Kröger Christoph, Bode Katharina, Wunsch Eva-Maria, Kliem Sören, Grocholewski Anja, Finger Friederike
Department of Psychology, Technical University Brunswick.
Criminological Research Institute of Lower Saxony.
J Occup Health Psychol. 2015 Apr;20(2):248-58. doi: 10.1037/a0038341. Epub 2014 Nov 17.
The aim of this study was to compare the effectiveness of work-related cognitive-behavioral treatment (W-CBT) with that of cognitive-behavioral treatment as usual (CBT-AU) for employees on sick leave as a result of a major depressive disorder (MDD). We collected data for 26 matched outpatients at pre- and posttreatment, as well as at 1-year follow-up. Outcome measures were the days of incapacity to work (DIW) as well as self-report measures (Beck Depression Inventory [BDI], Symptom Checklist 90-R [GSI], Life Satisfaction Questionnaire [FLZ]). We analyzed data with hierarchical linear modeling in a 2-level model. Therapy effects were defined in 3 ways: effect size (ES), response (based on the reliable change index), and remission compared with the general population's symptom level. The DIW were reduced significantly after both types of treatment, but employees showed even fewer DIW after W-CBT. At follow-up, significantly more employees were working as a result of W-CBT than with CBT-AU. Significant improvements on scores of self-rating measures corresponded with moderate-to-large effect sizes for both treatment types. Approximately 2 thirds of the treated employees were categorized as unimpaired on BDI scores at posttreatment and at follow-up. At least 1 half of the employees were classified as unimpaired on GSI scores at both assessment points. In future research, a randomized controlled trial should be conducted using a larger sample size to investigate the impact of moderators (e.g., employees at different branches of the company). Findings provided support for using common CBT techniques to enhance return to work without losing expected improvements at the symptom level.

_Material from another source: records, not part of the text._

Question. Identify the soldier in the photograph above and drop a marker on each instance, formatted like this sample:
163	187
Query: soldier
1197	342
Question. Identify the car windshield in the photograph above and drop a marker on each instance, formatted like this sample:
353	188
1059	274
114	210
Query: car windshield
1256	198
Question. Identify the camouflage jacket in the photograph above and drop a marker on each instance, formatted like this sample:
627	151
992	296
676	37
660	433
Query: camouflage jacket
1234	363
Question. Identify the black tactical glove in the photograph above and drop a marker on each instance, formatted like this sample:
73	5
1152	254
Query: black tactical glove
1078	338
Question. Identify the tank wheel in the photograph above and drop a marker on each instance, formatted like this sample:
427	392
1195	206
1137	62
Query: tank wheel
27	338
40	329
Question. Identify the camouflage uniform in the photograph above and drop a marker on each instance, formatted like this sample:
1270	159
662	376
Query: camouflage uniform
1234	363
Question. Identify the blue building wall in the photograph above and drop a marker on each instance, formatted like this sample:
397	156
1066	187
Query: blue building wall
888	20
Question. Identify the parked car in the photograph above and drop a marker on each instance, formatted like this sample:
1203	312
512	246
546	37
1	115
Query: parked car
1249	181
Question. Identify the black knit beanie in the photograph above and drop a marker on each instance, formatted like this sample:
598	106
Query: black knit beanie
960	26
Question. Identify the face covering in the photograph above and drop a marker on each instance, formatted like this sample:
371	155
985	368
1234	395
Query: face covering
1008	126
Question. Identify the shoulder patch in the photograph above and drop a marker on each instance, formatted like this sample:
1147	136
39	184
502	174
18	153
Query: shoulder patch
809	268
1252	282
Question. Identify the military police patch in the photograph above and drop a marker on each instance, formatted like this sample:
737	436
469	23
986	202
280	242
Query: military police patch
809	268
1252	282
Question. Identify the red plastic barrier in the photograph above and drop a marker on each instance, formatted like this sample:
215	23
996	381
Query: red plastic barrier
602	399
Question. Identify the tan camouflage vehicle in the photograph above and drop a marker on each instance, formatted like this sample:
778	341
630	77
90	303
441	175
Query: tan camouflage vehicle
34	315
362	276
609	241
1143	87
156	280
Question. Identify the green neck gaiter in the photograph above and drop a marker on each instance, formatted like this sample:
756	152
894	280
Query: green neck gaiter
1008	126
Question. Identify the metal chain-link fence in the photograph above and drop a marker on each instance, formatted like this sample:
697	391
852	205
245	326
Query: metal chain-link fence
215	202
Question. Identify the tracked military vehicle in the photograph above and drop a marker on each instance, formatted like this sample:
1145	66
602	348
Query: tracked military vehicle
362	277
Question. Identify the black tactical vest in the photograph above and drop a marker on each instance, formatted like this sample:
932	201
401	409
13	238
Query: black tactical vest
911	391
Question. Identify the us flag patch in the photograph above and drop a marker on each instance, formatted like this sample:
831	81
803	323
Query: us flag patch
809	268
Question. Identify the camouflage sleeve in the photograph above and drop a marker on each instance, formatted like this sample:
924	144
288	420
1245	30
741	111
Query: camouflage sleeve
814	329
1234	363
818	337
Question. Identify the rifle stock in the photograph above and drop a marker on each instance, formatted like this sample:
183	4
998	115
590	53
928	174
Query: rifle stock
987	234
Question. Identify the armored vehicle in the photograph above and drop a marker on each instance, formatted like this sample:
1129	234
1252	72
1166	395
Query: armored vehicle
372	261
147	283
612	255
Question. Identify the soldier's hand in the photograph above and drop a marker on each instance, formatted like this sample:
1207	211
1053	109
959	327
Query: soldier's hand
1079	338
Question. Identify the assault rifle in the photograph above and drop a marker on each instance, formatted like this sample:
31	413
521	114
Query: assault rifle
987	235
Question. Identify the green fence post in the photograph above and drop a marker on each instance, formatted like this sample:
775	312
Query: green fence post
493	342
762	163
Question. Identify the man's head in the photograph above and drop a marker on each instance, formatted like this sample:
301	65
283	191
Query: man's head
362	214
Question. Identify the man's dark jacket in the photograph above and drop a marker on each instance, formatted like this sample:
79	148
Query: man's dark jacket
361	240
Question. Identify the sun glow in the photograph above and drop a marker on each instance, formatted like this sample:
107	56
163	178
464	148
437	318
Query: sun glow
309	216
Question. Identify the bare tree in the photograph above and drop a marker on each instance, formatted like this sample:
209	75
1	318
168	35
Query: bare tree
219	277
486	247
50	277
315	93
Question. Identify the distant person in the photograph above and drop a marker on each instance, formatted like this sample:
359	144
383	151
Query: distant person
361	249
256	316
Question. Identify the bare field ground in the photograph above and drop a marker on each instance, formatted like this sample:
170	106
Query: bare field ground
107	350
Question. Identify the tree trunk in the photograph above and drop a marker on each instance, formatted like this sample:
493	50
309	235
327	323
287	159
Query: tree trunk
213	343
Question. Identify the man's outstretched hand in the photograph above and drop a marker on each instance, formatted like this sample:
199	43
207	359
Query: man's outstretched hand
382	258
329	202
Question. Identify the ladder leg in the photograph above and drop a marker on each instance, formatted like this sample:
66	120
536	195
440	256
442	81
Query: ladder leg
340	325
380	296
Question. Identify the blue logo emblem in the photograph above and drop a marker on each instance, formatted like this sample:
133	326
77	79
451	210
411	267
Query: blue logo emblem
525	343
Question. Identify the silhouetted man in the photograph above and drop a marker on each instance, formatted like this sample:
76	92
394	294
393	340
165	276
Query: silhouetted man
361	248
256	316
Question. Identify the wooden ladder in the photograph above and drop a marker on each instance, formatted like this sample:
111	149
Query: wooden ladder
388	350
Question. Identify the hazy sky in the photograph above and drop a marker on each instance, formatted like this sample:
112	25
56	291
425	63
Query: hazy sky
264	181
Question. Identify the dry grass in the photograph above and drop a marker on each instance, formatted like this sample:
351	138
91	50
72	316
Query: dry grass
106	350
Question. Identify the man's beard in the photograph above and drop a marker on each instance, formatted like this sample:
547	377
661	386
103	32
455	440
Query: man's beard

本研究的目的是比较工作相关认知行为疗法(W-CBT)与常规认知行为疗法(CBT-AU)对因重度抑郁症(MDD)而休病假的员工的疗效。我们收集了26名匹配的门诊患者在治疗前、治疗后以及1年随访时的数据。结果指标包括无法工作的天数(DIW)以及自我报告指标(贝克抑郁量表[BDI]、症状自评量表90-R[GSI]、生活满意度问卷[FLZ])。我们在一个两级模型中使用分层线性模型分析数据。治疗效果通过三种方式定义:效应大小(ES)、反应(基于可靠变化指数)以及与一般人群症状水平相比的缓解情况。两种治疗后DIW均显著减少,但W-CBT后员工的DIW更少。在随访时,接受W-CBT治疗后继续工作的员工显著多于接受CBT-AU治疗的员工。两种治疗类型的自我评定指标得分均有显著改善,对应中等至较大的效应大小。在治疗后和随访时,约三分之二接受治疗的员工BDI得分被归类为未受损。在两个评估点,至少一半的员工GSI得分被归类为未受损。在未来的研究中,应进行一项随机对照试验,使用更大的样本量来研究调节因素(例如,公司不同部门的员工)的影响。研究结果支持使用常见的CBT技术来促进员工重返工作岗位,同时在症状水平上不失去预期的改善效果。